Geo Replication

Regardless of industries, when an unforeseen event occurs and brings day-to-day operations to a halt, an organization needs a well-prepared disaster recovery plan to quickly restore service to clients. However, a disaster recovery plan usually requires a multi-datacenter deployment with geographically dispersed data centers. Such a multi-datacenter deployment requires a geo-replication mechanism to provide additional redundancy in case a data center fails.

Pulsar's geo-replication mechanism is typically used for disaster recovery, enabling the replication of persistently stored message data across multiple data centers. For instance, your application is publishing data in one region and you would like to process it for consumption in other regions. With Pulsar’s geo-replication mechanism, messages can be produced and consumed in different geo-locations.

The diagram below illustrates the process of geo-replication. Whenever three producers (P1, P2 and P3) respectively publish messages to the T1 topic in three clusters, those messages are instantly replicated across clusters. Once the messages are replicated, two consumers (C1 and C2) can consume those messages from their clusters.

A typical geo-replication example with a full-mesh pattern

Replication mechanisms

The geo-replication mechanism can be categorized into synchronous geo-replication and asynchronous geo-replication strategies. Pulsar supports both replication mechanisms.

Asynchronous geo-replication in Pulsar

An asynchronous geo-replicated cluster is composed of multiple physical clusters set up in different datacenters. Messages produced on a Pulsar topic are first persisted to the local cluster and then replicated asynchronously to the remote clusters by brokers.

An example of an asynchronous geo-replication mechanism

In normal cases, when there are no connectivity issues, messages are replicated immediately, at the same time as they are dispatched to local consumers. Typically, end-to-end delivery latency is defined by the network round-trip time (RTT) between the data centers. Applications can create producers and consumers in any of the clusters, even when the remote clusters are not reachable (for example, during a network partition).
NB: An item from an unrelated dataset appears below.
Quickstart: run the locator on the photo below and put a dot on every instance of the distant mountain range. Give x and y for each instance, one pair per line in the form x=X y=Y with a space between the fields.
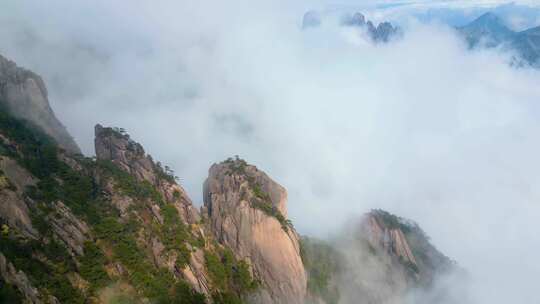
x=490 y=31
x=487 y=31
x=383 y=32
Asynchronous geo-replication provides lower latency but may result in weaker consistency guarantees due to the potential replication lag that some data hasn’t been replicated.

Synchronous geo-replication via BookKeeper

In synchronous geo-replication, data is synchronously replicated to multiple data centers and the client has to wait for an acknowledgment from the other data centers. As illustrated below, when the client issues a write request to one cluster, the written data will be replicated to the other two data centers. The write request is only acknowledged to the client when the majority of data centers (in this example, at least 2 data centers) have acknowledged that the write has been persisted.
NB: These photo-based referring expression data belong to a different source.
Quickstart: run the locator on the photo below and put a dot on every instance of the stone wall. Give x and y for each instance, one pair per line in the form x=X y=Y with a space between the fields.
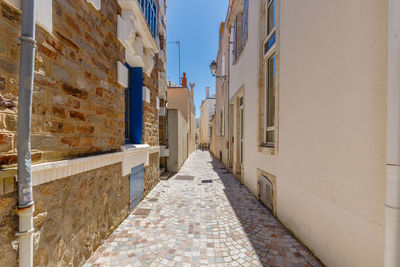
x=72 y=217
x=78 y=105
x=150 y=111
x=151 y=174
x=163 y=126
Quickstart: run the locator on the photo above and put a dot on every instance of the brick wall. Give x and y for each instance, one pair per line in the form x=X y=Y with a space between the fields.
x=72 y=217
x=78 y=105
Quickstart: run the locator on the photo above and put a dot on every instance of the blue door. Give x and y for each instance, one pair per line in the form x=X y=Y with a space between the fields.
x=136 y=186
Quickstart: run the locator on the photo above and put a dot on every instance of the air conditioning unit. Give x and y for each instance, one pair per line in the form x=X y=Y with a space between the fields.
x=266 y=192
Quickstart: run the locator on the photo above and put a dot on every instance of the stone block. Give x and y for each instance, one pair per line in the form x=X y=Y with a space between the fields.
x=11 y=122
x=61 y=74
x=59 y=112
x=1 y=186
x=70 y=90
x=12 y=15
x=47 y=50
x=87 y=141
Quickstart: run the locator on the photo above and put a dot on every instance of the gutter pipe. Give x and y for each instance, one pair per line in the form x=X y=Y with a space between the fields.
x=392 y=206
x=26 y=73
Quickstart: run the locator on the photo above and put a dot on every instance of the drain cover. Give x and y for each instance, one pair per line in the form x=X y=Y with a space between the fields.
x=184 y=178
x=144 y=212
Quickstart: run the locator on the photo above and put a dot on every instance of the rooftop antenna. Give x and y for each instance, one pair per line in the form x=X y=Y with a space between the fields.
x=178 y=43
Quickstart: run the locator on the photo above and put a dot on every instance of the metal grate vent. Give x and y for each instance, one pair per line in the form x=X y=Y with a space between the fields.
x=266 y=192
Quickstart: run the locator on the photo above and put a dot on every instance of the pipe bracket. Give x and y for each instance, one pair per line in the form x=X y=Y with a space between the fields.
x=30 y=231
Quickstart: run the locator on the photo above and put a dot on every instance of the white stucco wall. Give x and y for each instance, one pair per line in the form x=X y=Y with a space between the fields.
x=330 y=165
x=177 y=140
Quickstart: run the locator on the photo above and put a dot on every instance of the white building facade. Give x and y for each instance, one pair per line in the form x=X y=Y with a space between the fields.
x=306 y=119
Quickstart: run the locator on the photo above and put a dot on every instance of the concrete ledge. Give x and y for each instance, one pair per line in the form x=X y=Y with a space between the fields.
x=130 y=156
x=47 y=172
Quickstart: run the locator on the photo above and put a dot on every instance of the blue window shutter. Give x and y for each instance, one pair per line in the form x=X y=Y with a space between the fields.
x=136 y=104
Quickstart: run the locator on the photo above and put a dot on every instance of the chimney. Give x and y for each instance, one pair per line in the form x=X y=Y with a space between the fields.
x=184 y=80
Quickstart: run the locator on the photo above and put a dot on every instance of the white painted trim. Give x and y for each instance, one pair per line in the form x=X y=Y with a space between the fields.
x=140 y=23
x=51 y=171
x=134 y=155
x=131 y=156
An example of a synchronous geo-replication mechanism

Synchronous geo-replication in Pulsar is achieved by BookKeeper. A synchronous geo-replicated cluster consists of a cluster of bookies and a cluster of brokers that run in multiple data centers, and a global Zookeeper installation (a ZooKeeper ensemble is running across multiple data centers). You need to configure a BookKeeper region-aware placement policy to store data across multiple data centers and guarantee availability constraints on writes.

Synchronous geo-replication provides the highest availability and also guarantees stronger data consistency between different data centers. However, your applications have to pay an extra latency penalty across data centers.

Replication patterns

Pulsar provides a great degree of flexibility for customizing your replication strategy. You can set up different replication patterns to serve your replication strategy for an application between multiple data centers.

Full-mesh replication

Using full-mesh replication and applying the selective message replication, you can customize your replication strategies and topologies between any number of datacenters.

An example of a full-mesh replication pattern

Active-active replication

Active-active replication is a variation of full-mesh replication, with only two data centers. Producers are able to run at any data center to produce messages, and consumers can consume all messages from all data centers.

An example of an active-active replication pattern

For how to use active-active replication to migrate data between clusters, refer to here.

Aggregation replication

The aggregation replication pattern is typically used when replicating messages from the edge to the cloud. For example, assume you have 3 clusters in 3 fronting datacenters and one aggregated cluster in a central data center, and you want to replicate messages from multiple fronting datacenters to the central data center for aggregation purposes. You can then create an individual namespace for the topics used by each fronting data center and assign the aggregated data center to those namespaces.

An example of an aggregation replication pattern